June 8, 2021 – The PfSPZ malaria vaccines of Sanaria Inc. are unique in vaccine development as they are composed of weakened (attenuated) forms of the live parasite cells that cause malaria. These parasite cells are called eukaryotic cells and there are no vaccines against any infectious disease composed of such cells. Furthermore, there are no licensed vaccines against any infectious disease caused by a eukaryotic pathogen. Thus, Sanaria and its collaborators have had to take a step by step empirical approach to optimizing immunization with PfSPZ vaccines to achieve a safe, effective, durable, and broadly protective malaria vaccine.
Two recent landmark malaria vaccine studies have moved the optimization process forward and highlighted the strong protective efficacy of Sanaria® PfSPZ-CVac in malaria-naïve adults. In a study published in Nature Communications, 77% (10/13) of subjects vaccinated with a 3-dose regimen administered within a 4 week period were protected 12 weeks later when challenged with live malaria parasites of a strain genetically quite distant (heterologous) from the vaccine strain.
“This high-level efficacy of 3 months would be excellent for protecting travelers to malaria endemic regions against the disease,” said Professor Peter Kremsner, Director of the Institute of Tropical Medicine, Travel Medicine and Human Parasitology at the University of Tübingen, Germany who led the study. “We have demonstrated excellent efficacy with just three co-administrations of PfSPZ-CVac and chloroquine, paving the way for a product that can be used for travelers worldwide.”

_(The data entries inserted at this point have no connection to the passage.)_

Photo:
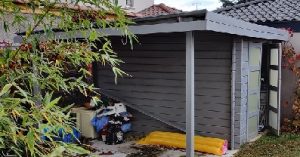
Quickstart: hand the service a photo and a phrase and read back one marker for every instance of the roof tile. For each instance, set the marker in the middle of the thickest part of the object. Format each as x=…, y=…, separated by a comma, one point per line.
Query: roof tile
x=159, y=9
x=264, y=10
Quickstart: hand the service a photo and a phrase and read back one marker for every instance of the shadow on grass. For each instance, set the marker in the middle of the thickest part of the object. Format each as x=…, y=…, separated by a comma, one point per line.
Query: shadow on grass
x=286, y=145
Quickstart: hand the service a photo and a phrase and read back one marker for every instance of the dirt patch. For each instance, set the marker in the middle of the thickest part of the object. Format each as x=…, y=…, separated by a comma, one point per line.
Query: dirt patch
x=147, y=151
x=287, y=145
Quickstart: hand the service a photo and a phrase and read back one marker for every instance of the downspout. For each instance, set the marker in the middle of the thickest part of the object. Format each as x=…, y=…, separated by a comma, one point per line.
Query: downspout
x=233, y=77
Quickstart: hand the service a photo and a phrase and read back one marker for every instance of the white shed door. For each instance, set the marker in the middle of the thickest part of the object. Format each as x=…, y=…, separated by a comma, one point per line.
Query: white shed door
x=274, y=89
x=255, y=56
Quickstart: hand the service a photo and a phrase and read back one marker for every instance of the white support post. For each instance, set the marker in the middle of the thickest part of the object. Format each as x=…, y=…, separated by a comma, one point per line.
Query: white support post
x=190, y=94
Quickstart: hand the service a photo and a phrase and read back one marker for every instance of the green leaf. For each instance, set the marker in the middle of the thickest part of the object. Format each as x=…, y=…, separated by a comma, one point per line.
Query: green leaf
x=5, y=89
x=52, y=103
x=30, y=141
x=57, y=152
x=23, y=92
x=93, y=35
x=5, y=26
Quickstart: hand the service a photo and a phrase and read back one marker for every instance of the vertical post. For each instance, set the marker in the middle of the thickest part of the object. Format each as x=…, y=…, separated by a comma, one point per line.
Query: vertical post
x=190, y=94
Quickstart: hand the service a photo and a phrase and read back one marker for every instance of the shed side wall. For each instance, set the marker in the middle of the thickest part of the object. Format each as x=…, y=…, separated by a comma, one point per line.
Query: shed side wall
x=157, y=85
x=241, y=97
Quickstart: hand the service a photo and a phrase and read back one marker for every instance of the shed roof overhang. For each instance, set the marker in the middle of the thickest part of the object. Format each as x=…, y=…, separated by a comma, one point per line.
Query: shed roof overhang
x=201, y=20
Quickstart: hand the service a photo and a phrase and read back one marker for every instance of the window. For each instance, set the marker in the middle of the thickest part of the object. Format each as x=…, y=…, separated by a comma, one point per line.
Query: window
x=129, y=3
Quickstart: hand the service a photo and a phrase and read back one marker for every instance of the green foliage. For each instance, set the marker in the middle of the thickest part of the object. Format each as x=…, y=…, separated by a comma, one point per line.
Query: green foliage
x=32, y=72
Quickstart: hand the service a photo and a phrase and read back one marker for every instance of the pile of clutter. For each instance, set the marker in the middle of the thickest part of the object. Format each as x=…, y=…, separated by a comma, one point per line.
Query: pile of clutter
x=112, y=121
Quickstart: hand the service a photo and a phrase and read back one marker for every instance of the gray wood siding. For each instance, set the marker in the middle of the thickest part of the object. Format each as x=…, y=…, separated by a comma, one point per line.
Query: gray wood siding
x=157, y=82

The second study, published in PLoS Pathogen, revealed the profound negative effects of the presence of blood stage malaria parasites on vaccine efficacy. Vaccinations given 7 days apart conferred no protection in study subjects, and this timing coincided with the emergence of parasites into the blood from the liver after previous doses. By changing the timing between doses to 5 days, a regimen first reported in Nature by the Tübingen team, PfSPZ-CVac protective efficacy dramatically increased to 75%. “This study demonstrates the capacity of the malaria parasite to manipulate immune responses of the human host in favor of its own survival and demonstrates how we can optimize the spacing of doses of PfSPZ-CVac to overcome this negative impact,” said Dr. Sean Murphy, first author of the paper and Associate Professor at the Department of Laboratory Medicine and Pathology, University of Washington. “Given the high prevalence of malaria infection, these results also have profound implications for malaria vaccine immunization strategies in Africa.”

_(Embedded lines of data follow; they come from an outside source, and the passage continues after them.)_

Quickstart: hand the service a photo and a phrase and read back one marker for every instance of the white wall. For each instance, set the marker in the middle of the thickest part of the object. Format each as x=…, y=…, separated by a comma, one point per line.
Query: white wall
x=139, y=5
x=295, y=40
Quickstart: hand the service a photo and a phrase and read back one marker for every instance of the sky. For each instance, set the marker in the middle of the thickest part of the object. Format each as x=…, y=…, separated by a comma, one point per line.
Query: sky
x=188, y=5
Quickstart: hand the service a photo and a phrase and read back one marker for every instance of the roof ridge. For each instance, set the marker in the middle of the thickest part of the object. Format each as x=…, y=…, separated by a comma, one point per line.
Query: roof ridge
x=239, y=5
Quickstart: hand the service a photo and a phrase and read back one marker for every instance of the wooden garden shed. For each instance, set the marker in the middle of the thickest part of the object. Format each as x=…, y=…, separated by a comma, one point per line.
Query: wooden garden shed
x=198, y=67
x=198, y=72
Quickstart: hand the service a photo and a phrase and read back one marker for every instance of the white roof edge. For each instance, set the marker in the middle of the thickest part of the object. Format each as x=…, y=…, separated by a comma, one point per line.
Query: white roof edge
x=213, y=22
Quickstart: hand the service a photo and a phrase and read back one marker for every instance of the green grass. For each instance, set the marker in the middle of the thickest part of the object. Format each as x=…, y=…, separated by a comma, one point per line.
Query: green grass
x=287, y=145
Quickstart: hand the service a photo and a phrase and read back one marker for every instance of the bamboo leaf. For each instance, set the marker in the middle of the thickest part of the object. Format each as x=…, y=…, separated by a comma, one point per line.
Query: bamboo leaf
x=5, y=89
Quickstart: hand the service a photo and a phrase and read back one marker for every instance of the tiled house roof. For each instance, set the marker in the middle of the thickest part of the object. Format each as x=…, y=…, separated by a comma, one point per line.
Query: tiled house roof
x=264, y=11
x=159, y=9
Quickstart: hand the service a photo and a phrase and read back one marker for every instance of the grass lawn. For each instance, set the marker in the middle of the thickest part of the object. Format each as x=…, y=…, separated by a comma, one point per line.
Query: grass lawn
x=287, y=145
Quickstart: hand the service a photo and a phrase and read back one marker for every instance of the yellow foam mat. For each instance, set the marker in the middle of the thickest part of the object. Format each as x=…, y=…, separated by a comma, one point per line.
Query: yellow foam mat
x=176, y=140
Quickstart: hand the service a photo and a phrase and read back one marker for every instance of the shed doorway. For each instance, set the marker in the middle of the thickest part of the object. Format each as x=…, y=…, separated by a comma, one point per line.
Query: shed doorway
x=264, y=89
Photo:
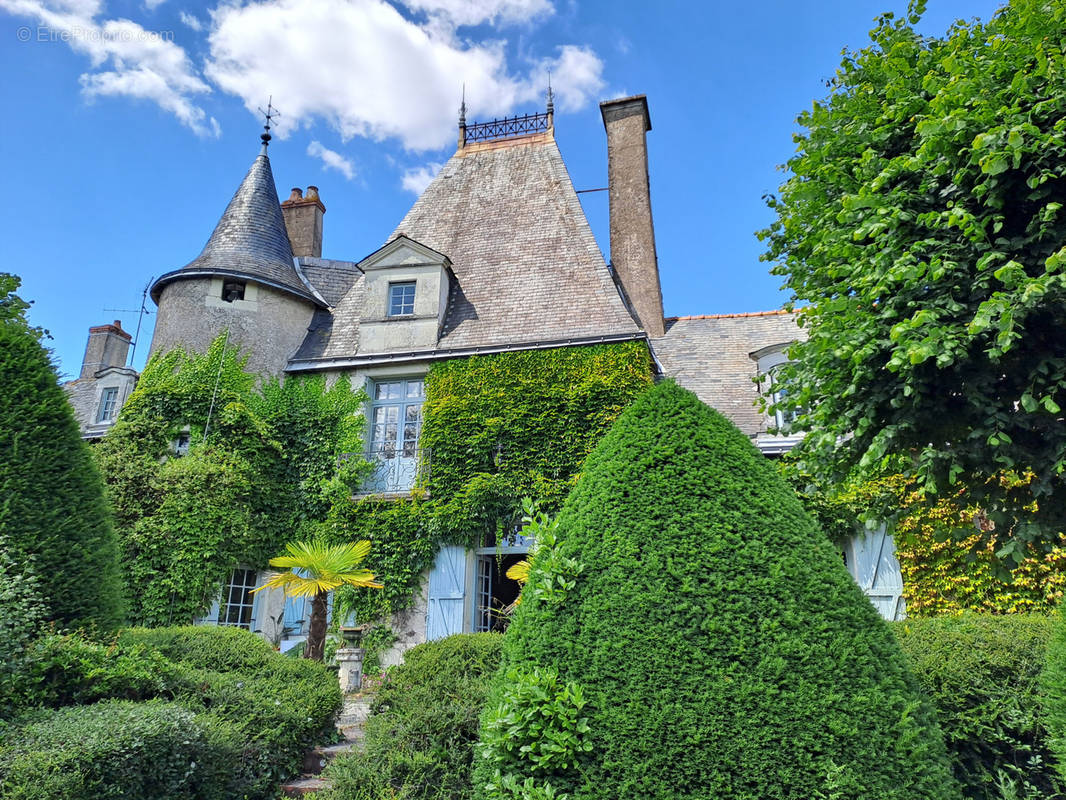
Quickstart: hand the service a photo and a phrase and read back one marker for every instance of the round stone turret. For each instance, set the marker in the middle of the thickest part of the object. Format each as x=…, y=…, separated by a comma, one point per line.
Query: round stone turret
x=244, y=281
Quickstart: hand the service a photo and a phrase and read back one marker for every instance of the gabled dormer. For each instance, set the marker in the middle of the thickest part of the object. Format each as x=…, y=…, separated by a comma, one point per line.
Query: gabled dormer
x=405, y=298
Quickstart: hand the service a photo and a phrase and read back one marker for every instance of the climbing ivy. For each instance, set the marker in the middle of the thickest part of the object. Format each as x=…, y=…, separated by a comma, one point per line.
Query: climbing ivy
x=261, y=469
x=949, y=554
x=497, y=428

Sanaria® PfSPZ-CVac is a chemo-attenuated, live whole parasite vaccine in which an anti-malarial drug is co-administered with the parasite cells (PfSPZ), to kill parasites. Efficacy in these studies was measured by controlled human malaria infection (CHMI) in which well-characterized, infectious malaria parasites were administered to vaccinated subjects. This is a highly rigorous measure of efficacy because a 100% infective dose of disease-causing parasites is administered and the heterologous challenge strain used in Tübingen is genetically more distant from the vaccine strain than parasites encountered naturally in Africa. Additionally, CHMI is not subject to seasonal variations, subject behaviors, or other unknown variables, as is the case in observational field trials.